After graduating from Philadelphia's Charles Morris Price School of Advertising & Journalism, ad design classes at Philadelphia Museum College of Art, three years in the Army (including 18 months in Eritrea doing the African version of "Good Morning Vietnam" from a 7,628-foot mountain top), then back to Philly for a year as Account Executive-TV producer-Copywriter-Art Director at Ball Associates Advertising Agency, followed by two years at WIP Radio as Publicity Director and voiceover announcer, I entered Art Center College of Design in Los Angeles in 1968.
Because veteran's educational benefits were good for only two and a half years at that time, I completed the four-year BFA in two years and nine months.
While in school, I assisted film director-cinematographer Haskell Wexler and photographers Cal Bernstein and Roger Marshutz. During my final semester, I opened and managed the West Coast office of Wide World Photos, the commercial division of The Associated Press, which I continued to run for three more years.
Right after graduation, I worked with designers Charles and Ray Eames while sharing a studio with Jim Britt, MoTown's premier L.A. photographer.
In 1973 I substituted for a photography teacher on sabbatical from East L.A. College. Like everything in life, one thing led to another and soon I was also teaching at Cal State University, Mt. San Antonio College and L.A. City College (LACC). Meanwhile, my client list had expanded and I opened a studio in Huntington Beach specializing in advertising and illustrative (editorial) photography.
In my spare time, I did graduate work at The Annenberg School for Communications at USC, obtained a teaching credential at UCLA, and became a Professor of Media Arts & Photography.
Eventually, doing photography swapped places with full-time teaching at LACC.
In 2001 I retired to a quiet little cabin in the majestic northern California redwoods. A year later, I was off to the lakes and mountains of New Hampshire and a rustic post-and-beam house surrounded by forest, and bordered by hundreds of acres of wildlife refuge.
Now I'm re-experiencing the joy of photography, free from publication deadlines and academia.
Please click or tap any image to enlarge it.
(Photo by Sandee Schuster)
My "Beetle" at a switchback 21 kilometers down the road between Asmara at 7,630 feet, and the Red Sea port of Massawa.
This was two days after Ethiopia switched from left-side to right-side traffic. Not being sure if everyone got the message, many drivers drove right down the middle, which made navigating extreme switchbacks like this even more "interesting" than usual.
Preparations for a wedding reception in Asmara, the capital of Eritrea.

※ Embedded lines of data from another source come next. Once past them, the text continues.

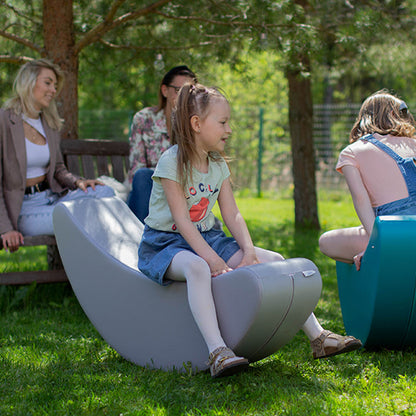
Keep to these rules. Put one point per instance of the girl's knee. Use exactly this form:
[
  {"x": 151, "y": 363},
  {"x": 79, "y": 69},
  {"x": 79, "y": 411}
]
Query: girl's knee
[
  {"x": 324, "y": 242},
  {"x": 197, "y": 267}
]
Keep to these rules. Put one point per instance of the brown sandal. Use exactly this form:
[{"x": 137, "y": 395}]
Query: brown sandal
[
  {"x": 223, "y": 362},
  {"x": 344, "y": 344}
]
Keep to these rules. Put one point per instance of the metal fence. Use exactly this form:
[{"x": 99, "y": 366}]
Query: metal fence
[{"x": 260, "y": 155}]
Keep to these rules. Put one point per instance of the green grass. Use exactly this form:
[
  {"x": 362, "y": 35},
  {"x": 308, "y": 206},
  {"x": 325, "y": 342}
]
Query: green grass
[{"x": 53, "y": 361}]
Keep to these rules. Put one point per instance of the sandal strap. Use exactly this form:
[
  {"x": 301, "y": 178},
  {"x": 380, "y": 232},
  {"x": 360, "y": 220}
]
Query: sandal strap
[
  {"x": 220, "y": 354},
  {"x": 318, "y": 343}
]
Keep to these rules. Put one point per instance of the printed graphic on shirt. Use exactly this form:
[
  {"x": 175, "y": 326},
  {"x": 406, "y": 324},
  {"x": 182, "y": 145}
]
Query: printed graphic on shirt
[{"x": 200, "y": 209}]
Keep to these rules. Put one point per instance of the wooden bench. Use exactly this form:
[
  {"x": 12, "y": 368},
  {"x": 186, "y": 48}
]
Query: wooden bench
[{"x": 89, "y": 159}]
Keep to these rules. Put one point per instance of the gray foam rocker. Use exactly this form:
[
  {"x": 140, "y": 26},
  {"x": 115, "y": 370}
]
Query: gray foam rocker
[{"x": 260, "y": 308}]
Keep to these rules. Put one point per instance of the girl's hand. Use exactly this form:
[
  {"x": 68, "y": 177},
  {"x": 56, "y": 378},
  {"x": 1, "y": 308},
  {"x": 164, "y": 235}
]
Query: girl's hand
[
  {"x": 12, "y": 240},
  {"x": 83, "y": 184},
  {"x": 357, "y": 260},
  {"x": 218, "y": 266},
  {"x": 248, "y": 259}
]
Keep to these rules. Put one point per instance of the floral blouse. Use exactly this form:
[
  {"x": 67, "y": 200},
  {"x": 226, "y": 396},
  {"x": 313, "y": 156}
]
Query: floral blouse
[{"x": 149, "y": 139}]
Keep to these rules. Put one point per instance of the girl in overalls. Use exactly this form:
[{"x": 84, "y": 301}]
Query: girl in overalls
[{"x": 379, "y": 167}]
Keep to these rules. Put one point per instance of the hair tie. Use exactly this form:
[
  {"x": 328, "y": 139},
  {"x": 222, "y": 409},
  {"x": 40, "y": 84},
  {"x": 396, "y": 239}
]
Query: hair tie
[{"x": 403, "y": 108}]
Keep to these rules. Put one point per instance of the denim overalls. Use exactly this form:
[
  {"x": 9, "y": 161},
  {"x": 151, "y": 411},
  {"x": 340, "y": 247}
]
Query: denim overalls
[{"x": 405, "y": 206}]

Canvas was suspended between two houses. The ground was covered with soft, aromatic palm branches. The air was thick with the delicious aroma of fiery hot zigni stew, bubbling in huge kettles.
The heady fragrance of locally harvested frankincense mixed with deep rich aromas wafting from the barrels that were filled with fermented home-brews called suwa (SOO-wa, beer made from local grains and hops) and mes (MESS, wine made from fermented honey and spices).
More than five decades have passed, and I still smile when thinking of Asmara's aromas.
How to make zigni or doro wat.
How to eat Eritrean/Ethiopian food.
Eritrean music and celebration.
1965, and long before the movie with Robin Williams, this was "Good Morning Ethiopia," at KANU Radio & TV, part of the US Armed Forces Radio & Television Service (AFRTS). That's me at the mic.